From the NY Times:
ON Primary Day this month, New York voters faced numerous delays and equipment malfunctions at the polls. In some cases residents stood in line for hours, leading state politicians to make accusations of disenfranchisement and resulting in three government investigations.
But New York’s leaders have ignored the larger issues that drive down the state’s voter participation rates, in particular the electoral calendar: New York holds its primary at the worst possible time of the electoral season, and it remains among the shrinking minority of states that still don’t allow early voting.
This year’s low turnout — just 13 percent among Democrats and 16 percent among Republicans — was nothing new. In 2009 there was near record-low voting in New York City’s mayoral election. And while low turnout is a concern nationwide, New York consistently ranks near the bottom.
One reason for such poor participation is that New York’s primary falls on the second Tuesday of September. This year, during the 10 days leading up to it, candidates vied for voter attention against Labor Day travel, the first days of school, the beginning of the Jewish New Year, the end of Ramadan and the solemn 9/11 remembrances.

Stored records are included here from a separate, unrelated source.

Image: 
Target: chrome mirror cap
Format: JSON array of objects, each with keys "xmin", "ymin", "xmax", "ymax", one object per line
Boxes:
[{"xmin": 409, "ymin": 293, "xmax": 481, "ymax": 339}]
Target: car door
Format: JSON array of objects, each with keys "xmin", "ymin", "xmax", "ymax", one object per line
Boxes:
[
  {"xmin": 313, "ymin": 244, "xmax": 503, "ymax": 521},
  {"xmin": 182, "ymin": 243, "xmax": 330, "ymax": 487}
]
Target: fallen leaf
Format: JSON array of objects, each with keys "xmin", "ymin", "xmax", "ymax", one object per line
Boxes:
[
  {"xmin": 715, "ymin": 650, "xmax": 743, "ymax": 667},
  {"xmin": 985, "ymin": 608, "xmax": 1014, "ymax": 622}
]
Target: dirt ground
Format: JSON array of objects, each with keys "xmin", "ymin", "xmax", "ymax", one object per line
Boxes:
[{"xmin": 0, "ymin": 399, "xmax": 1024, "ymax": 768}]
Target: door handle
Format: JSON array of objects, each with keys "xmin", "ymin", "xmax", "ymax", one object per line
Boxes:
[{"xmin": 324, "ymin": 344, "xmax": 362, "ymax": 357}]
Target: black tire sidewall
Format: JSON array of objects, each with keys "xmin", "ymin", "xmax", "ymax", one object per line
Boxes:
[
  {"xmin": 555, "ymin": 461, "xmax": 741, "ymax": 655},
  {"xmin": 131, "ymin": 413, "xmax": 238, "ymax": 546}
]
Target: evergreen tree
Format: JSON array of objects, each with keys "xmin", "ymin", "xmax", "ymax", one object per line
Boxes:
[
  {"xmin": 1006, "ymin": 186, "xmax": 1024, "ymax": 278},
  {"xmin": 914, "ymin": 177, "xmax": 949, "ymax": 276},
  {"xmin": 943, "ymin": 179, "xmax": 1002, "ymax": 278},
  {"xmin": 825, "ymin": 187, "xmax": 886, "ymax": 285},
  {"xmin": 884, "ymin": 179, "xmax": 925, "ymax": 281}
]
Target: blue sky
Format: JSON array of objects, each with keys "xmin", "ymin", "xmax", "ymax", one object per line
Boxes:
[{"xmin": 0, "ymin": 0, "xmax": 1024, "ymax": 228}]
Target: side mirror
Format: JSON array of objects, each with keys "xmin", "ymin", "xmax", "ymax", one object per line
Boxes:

New York further deters participation in elections by refusing to allow early voting. “Being too busy” is the No. 1 reason nonvoters say they sit elections out; in response, about two-thirds of the states now permit some form of early voting (as distinct from absentee voting, which typically requires that voters give an acceptable reason for not going to the polls on Election Day).
Moving up New York’s primary and allowing early voting are easy ways to increase democratic participation. True, they wouldn’t get every New Yorker to the polls. But they would take away a number of well-worn excuses.